Ook Olivier Roy maakt in zijn boek L'islam mondialisée een genuanceerde analyse van de Europese islam. Die is zich aan het ontworstelen aan zijn culturele achtergrond, de Arabische wereld, zo stelt hij. De Europese moslims komen steeds verder af te staan van hun traditionele familiecultuur, waarin de vader alleenheerser is. Jonge moslims eten en kleden zich westers, 'zelfs de hoofddoekjes zijn niet meer traditioneel, maar volgens westerse snit', observeert Roy.Gevolg: terug in Marokko voelt de Franse Marokkaan zich bovenal Fransman. Voor een groot aantal moslims neemt hun religie een bescheiden plaats in: maar 3 procent van de Franse moslims zegt regelmatig naar de moskee te gaan, 22 procent noemt zich niet gelovig meer of hangt een ander geloof aan; een grote middengroep zegt wel te geloven, maar gaat niet naar de moskee. De meeste moslims stellen zich kortom niet anders tegenover hun geloof op dan de Franse of Nederlandse katholieken.
Toch worden moslims in Nederland voortdurend op dat ene aspect van hun bestaan, hun religie, aangesproken. Mochten ze dat zelf minder belangrijk gaan vinden, dan is de buitenwereld er wel om hen van dat idee af te helpen. Geen wonder dat zij in toenemende mate voor hun eigen cultuur kiezen in reactie op de vijandige buitenwereld.Moslims wordt zelfs voorgehouden dat ze weliswaar niet schuldig zijn aan het terrorisme, maar, zo meent Paul Scheffer, ze moeten zich wel 'verantwoordelijk' voelen voor de misdaden die uit naam van hun geloof worden gepleegd.

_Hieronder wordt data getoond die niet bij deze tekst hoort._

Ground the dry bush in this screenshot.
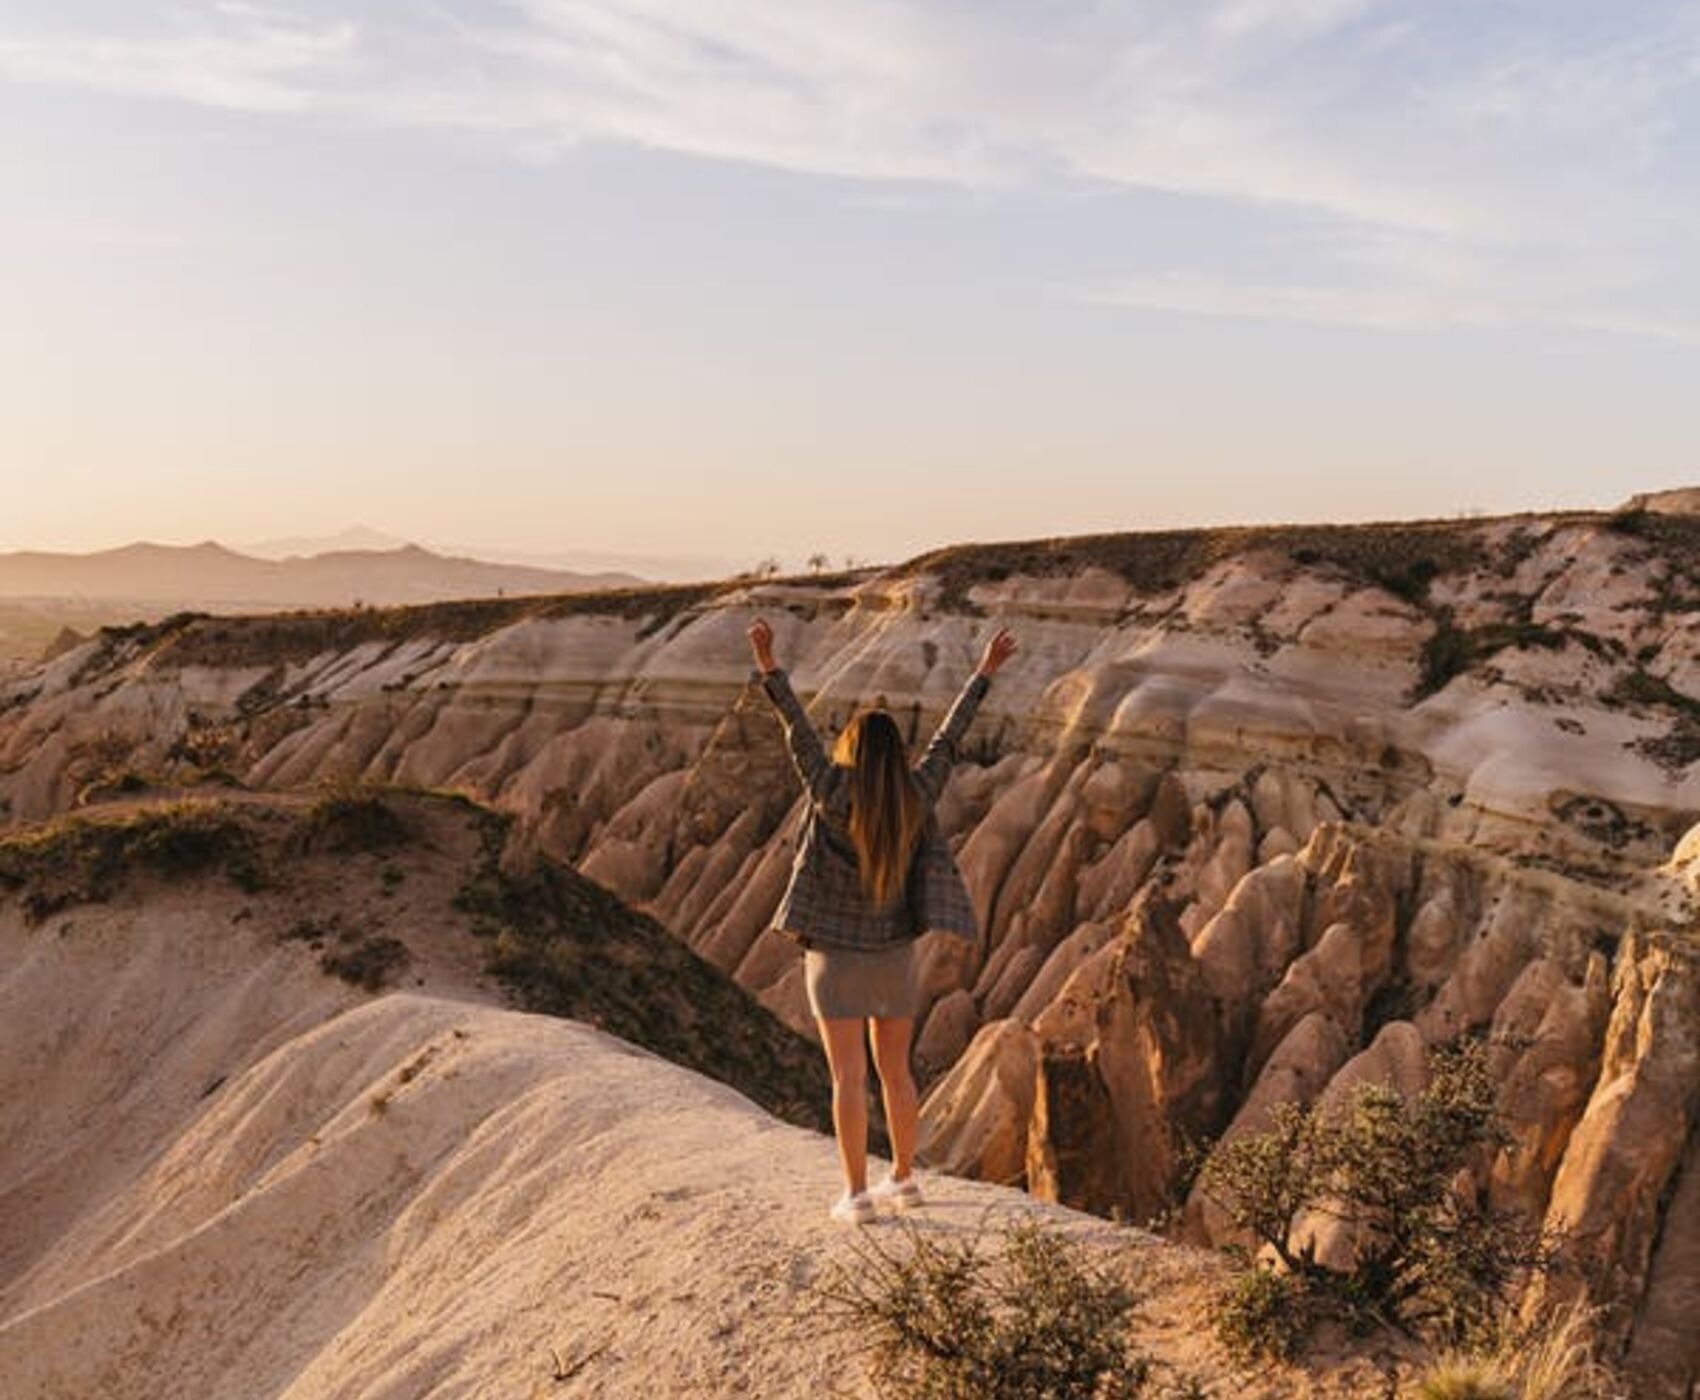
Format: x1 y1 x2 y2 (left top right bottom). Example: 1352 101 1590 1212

Het is een eis die naar ik meen de Nederlandse katholieken nooit is opgelegd toen de katholieke IRA de Britse bezetting van Noord-Ierland met terroristische aanslagen bestreed.
Het principiële verschil tussen Roy en Kepel enerzijds en iemand als Scheffer anderzijds is naar mijn smaak dat de Nederlander uitgaat van een botsing van culturen, waar de Fransen dat zwart-wit denken proberen te vermijden en de dynamiek in de moslimgemeenschap belichten. De polariserende benadering van Scheffer ligt goed bij een Nederlandse publieke opinie die door moslimbashers wordt gedomineerd. De Franse geleerden sluiten daarentegen aan bij de tendens in hun land om resultaten te willen boeken, niet alleen via het opleggen van plichten, zoals de hoofddoekjeswet, maar ook via erkenning. Voorbeelden daarvan zijn de oprichting van een Franse moslimraad, waar ook fundamentalisten deel vanuit maken; de inrichting van een islamitische kunstafdeling in het Louvre op last van president Chirac; de discussie over toevoeging van een Arabische en een joodse feestdag aan het bestaande christelijke rijtje.De meeste Nederlanders zullen zich bij die bereidheid tot toenadering beter thuisvoelen, maar de nieuwe politieke correctheid van politieke incorrectheid staat dat in de weg. Vooralsnog wordt de publieke opinie geleid door angst en wordt er verveeld gegeeuwd wanneer iemand weer eens over discriminatie van allochtonen op de arbeidsmarkt begint. Terwijl Frankrijk momenteel een Hoge Autoriteit tegen de Discriminatie opricht om dat aan te pakken, roept het aankaarten van die misstand in Nederland primair de verdenking op van politiek correcte scherpslijperij.Het is een wellicht begrijpelijk, maar ten diepste onvruchtbaar klimaat. De gevolgen zijn voorspelbaar: het isolement en de verbittering nemen toe, fundamentalisme en uiteindelijk ook terrorisme krijgen meer kans. Het wordt tijd dat Nederland zijn bange politieke incorrectheid aflegt voor zijn vertrouwde nuchtere en pragmatische benadering.